Last week, the LA County Board of Supervisors unanimously adopted a motion co-authored by Supervisors Sheila Kuehl and Hilda Solis “to end the imposition of oppressive administrative fees imposed in LA County’s justice system.” The vote was taken after testimony from dozens of formerly incarcerated residents. In Malibu, anyone arrested and jailed by the sheriff’s department might have been subject to these fees.
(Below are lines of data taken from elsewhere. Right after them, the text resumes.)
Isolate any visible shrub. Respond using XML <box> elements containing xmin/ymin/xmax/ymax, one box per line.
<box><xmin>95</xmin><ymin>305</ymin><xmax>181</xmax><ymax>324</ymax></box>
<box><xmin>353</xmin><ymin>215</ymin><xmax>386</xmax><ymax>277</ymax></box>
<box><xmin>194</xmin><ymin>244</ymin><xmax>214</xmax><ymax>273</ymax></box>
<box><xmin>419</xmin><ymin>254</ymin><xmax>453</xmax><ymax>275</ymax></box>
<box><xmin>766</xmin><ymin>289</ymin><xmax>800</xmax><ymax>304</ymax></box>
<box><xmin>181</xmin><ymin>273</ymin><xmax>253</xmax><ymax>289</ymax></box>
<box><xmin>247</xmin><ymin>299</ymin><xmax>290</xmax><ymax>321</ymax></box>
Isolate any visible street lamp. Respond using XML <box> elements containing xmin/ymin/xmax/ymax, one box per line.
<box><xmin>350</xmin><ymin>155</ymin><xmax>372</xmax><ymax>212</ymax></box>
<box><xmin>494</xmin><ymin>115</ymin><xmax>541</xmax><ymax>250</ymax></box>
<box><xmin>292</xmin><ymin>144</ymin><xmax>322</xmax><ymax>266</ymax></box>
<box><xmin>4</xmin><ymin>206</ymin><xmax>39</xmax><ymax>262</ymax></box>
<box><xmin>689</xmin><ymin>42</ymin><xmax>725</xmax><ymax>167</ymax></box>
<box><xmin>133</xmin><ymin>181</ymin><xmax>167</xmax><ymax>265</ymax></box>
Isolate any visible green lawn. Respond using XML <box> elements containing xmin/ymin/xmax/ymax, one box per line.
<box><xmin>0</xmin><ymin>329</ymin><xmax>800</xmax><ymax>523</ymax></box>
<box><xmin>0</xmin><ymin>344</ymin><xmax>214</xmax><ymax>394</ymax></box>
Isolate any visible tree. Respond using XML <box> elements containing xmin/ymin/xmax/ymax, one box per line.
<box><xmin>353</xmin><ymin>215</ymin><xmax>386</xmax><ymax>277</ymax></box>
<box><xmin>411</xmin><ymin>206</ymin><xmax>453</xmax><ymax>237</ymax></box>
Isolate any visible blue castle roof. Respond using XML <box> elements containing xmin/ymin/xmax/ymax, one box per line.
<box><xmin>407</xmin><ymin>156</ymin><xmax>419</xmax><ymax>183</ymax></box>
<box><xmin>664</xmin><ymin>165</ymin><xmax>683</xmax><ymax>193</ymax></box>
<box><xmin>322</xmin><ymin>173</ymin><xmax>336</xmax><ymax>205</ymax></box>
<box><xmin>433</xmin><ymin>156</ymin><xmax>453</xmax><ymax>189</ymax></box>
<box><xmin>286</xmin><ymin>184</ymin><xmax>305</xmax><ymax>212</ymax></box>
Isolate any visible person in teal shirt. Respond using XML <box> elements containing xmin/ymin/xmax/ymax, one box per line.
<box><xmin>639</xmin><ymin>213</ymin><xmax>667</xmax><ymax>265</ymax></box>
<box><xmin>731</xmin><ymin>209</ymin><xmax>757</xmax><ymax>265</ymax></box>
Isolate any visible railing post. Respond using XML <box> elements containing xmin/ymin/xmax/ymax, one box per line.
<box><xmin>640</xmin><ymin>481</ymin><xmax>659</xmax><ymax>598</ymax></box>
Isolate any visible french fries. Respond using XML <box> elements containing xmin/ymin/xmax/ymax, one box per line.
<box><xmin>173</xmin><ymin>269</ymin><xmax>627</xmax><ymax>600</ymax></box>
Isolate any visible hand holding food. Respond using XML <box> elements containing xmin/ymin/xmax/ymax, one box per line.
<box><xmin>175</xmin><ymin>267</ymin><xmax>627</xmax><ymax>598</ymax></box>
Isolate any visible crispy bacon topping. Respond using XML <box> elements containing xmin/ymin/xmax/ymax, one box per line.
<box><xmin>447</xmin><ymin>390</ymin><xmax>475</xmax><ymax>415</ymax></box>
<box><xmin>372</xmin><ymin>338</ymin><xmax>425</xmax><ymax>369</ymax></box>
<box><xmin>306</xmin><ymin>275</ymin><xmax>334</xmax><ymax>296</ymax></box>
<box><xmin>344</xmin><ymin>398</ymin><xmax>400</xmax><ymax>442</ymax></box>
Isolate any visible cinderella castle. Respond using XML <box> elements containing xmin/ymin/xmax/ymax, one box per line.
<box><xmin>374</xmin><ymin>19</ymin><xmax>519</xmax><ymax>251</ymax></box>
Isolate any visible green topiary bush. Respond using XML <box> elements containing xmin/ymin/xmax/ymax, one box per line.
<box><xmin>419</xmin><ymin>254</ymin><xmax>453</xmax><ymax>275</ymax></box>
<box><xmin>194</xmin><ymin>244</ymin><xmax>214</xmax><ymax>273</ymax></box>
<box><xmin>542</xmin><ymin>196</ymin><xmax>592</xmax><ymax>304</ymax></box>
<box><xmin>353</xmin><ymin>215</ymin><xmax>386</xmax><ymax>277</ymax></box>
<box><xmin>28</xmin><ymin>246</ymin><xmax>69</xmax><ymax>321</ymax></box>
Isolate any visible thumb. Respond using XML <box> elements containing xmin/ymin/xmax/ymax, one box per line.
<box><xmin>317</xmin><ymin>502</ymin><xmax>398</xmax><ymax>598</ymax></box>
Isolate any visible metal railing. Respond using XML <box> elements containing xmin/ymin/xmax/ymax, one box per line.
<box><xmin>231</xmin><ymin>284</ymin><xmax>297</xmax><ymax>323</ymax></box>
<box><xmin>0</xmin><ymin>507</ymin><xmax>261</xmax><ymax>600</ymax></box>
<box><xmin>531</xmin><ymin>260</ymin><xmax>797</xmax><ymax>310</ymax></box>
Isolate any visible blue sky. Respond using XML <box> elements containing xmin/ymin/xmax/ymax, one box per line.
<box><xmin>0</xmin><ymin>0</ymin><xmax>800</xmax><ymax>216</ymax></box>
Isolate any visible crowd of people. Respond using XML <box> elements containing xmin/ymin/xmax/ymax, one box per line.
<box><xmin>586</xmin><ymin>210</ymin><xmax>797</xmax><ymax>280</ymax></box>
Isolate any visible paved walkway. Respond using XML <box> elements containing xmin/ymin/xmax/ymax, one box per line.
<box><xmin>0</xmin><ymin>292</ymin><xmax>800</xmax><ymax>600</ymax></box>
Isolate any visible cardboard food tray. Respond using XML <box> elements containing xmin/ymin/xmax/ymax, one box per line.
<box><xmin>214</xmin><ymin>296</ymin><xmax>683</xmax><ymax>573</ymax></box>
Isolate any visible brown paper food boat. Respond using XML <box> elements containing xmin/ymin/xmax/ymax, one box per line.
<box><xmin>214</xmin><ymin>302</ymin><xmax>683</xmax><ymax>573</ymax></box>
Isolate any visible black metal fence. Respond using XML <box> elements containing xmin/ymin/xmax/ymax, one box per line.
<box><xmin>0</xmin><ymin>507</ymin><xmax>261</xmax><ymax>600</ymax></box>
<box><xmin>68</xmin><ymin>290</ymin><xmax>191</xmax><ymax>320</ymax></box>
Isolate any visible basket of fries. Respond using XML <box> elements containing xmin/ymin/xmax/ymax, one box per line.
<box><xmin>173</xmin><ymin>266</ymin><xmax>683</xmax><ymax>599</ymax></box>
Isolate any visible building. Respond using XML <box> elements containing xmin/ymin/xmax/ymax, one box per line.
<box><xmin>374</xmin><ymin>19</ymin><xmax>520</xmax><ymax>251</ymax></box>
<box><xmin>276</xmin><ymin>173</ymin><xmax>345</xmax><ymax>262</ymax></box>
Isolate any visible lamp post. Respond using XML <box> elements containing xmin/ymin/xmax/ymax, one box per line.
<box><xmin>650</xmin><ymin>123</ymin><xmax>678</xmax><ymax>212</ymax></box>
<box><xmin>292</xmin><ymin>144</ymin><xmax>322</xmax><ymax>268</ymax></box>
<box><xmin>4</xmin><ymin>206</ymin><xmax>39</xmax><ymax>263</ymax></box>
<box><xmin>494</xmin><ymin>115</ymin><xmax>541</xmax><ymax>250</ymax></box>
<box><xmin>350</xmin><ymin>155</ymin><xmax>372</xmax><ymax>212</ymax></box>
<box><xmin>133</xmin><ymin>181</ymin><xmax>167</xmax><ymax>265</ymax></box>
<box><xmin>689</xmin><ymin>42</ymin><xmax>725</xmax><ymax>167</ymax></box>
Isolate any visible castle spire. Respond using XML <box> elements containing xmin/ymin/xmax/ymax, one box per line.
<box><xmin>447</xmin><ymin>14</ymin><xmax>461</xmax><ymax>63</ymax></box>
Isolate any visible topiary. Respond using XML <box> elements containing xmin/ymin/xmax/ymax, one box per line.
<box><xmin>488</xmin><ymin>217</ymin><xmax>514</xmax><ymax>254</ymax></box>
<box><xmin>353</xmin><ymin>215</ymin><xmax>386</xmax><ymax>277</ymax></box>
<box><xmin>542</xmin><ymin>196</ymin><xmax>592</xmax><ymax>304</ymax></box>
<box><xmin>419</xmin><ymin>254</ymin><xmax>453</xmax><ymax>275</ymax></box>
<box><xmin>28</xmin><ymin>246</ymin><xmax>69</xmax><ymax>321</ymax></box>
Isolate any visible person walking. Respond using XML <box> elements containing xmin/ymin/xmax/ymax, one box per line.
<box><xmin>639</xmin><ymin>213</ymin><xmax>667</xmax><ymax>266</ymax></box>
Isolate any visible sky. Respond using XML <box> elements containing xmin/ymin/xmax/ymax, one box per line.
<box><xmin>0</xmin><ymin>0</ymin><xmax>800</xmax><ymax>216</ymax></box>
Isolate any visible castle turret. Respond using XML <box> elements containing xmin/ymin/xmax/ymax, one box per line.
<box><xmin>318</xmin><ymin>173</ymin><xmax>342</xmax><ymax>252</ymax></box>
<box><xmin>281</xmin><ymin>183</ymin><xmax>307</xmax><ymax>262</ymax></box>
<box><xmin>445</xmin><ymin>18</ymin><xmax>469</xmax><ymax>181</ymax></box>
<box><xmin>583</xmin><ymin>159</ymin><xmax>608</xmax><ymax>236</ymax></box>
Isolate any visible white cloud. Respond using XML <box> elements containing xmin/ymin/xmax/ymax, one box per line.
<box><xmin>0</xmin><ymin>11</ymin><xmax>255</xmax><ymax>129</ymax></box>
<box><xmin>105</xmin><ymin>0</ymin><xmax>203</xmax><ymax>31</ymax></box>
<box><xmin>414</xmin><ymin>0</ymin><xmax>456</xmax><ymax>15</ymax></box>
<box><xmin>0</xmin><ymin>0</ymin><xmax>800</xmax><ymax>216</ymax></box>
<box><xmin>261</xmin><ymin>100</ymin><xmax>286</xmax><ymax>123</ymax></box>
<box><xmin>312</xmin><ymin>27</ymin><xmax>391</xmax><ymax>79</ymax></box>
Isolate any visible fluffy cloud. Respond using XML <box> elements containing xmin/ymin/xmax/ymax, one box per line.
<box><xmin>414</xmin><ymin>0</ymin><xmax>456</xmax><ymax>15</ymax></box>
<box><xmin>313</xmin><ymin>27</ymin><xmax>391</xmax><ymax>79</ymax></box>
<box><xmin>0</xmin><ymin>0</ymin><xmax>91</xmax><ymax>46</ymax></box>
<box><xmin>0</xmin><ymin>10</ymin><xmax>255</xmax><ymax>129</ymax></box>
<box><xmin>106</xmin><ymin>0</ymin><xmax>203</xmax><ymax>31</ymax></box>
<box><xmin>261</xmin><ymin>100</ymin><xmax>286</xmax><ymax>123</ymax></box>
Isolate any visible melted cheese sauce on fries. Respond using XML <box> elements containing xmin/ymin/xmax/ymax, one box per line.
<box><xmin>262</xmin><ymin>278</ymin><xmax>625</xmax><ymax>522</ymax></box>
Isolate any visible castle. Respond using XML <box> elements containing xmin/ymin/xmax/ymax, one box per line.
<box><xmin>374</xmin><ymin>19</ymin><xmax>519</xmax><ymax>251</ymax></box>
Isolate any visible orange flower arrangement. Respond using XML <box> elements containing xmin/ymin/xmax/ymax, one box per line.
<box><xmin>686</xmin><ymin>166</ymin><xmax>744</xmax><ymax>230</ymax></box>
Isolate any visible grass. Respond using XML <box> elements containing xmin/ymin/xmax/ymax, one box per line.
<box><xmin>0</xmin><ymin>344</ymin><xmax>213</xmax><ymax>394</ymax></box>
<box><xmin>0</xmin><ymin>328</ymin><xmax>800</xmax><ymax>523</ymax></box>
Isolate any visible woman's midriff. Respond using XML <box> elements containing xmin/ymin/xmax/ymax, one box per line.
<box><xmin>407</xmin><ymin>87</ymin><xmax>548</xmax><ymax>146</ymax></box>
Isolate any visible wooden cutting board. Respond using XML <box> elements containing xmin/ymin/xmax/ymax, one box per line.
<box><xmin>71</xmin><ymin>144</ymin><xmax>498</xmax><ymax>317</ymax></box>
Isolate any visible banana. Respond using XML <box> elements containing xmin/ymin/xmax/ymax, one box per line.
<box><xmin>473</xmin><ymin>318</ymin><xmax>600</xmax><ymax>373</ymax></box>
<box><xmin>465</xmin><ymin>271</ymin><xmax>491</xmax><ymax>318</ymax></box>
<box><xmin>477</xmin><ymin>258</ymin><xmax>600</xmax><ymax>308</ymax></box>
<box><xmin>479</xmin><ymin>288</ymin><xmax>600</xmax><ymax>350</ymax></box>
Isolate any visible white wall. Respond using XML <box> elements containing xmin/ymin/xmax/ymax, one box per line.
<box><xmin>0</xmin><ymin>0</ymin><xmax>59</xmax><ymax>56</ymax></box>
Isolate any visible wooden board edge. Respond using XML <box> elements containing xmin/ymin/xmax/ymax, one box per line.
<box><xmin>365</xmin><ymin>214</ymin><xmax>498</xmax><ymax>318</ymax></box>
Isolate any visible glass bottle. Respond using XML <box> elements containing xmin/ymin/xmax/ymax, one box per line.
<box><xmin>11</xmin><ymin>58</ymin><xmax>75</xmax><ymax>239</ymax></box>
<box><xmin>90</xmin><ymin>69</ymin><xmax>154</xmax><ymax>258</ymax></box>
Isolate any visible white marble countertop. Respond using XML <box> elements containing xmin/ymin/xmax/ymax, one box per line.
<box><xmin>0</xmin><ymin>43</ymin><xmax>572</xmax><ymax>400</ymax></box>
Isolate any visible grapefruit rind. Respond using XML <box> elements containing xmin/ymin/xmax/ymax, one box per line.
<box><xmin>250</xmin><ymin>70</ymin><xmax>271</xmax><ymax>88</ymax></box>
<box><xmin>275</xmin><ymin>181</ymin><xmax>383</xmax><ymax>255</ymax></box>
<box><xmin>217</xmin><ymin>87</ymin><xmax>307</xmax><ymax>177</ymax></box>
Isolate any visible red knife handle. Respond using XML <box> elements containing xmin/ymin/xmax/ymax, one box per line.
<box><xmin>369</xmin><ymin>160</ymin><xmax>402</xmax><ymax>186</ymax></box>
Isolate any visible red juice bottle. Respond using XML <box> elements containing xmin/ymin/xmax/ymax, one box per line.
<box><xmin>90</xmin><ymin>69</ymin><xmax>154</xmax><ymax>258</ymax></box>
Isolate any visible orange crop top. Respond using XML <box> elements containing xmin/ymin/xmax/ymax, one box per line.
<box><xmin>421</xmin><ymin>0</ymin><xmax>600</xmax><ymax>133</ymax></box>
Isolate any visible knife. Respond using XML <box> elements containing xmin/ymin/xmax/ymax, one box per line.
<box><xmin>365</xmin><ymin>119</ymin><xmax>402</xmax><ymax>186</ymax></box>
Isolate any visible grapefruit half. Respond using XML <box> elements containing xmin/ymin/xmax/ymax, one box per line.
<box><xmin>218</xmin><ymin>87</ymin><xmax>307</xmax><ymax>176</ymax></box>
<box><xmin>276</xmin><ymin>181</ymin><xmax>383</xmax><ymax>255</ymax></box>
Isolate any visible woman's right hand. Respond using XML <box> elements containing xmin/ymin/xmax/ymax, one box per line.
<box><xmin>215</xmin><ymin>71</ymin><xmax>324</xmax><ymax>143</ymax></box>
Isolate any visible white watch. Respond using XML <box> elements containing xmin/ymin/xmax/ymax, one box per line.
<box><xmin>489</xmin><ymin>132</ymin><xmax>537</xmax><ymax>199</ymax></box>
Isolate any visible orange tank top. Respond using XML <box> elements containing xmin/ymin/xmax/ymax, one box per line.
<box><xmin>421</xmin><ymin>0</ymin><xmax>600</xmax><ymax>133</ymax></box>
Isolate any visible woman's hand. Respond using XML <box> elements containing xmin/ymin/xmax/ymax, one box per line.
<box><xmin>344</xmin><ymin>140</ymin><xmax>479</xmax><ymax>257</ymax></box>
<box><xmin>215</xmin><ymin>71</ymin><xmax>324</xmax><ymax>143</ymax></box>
The Board of Supes’ Take 5 newsletter explained that currently, California law allows counties to charge administrative fees to individuals in the criminal justice system on top of the fines they may owe for the action that led to their prosecution. These levies help counties pay for their actual costs, but more often serve as punishments. When administrative fees are added to base fines, it makes LA County criminal fees some of the highest in the country, sometimes amounting to thousands of dollars for a single conviction. These fines must be paid upon release, causing many jailed individuals to spend all the money they have at a time when they need it for housing, transportation and finding employment—causing a significant barrier to re-entry.
Furthermore, the administration fees don’t actually help LA County, because the county spends so much on collections efforts that only yield about nine percent of the outstanding fees each year. The new county ordinance makes old administrative fees uncollectible.
“These fees do nothing to enhance public safety or meaningfully contribute to the public coffer; they simply make it more difficult for women and men released from jail to re-establish stable, law-abiding lives,” Kuehl said in a written statement.
LA county is the fourth in California to eliminate the fees—after San Francisco, Alameda and Contra Costa counties. If bill SB 144 introduced in the state senate is approved, the rest of California could soon follow.
According to Cal Matters, the fees that Los Angeles will no longer collect include $155 per month for probation supervision, $769 for a pre-sentence report and $50 for frequent alcohol testing and legal counsel fees that can add up to hundreds of dollars.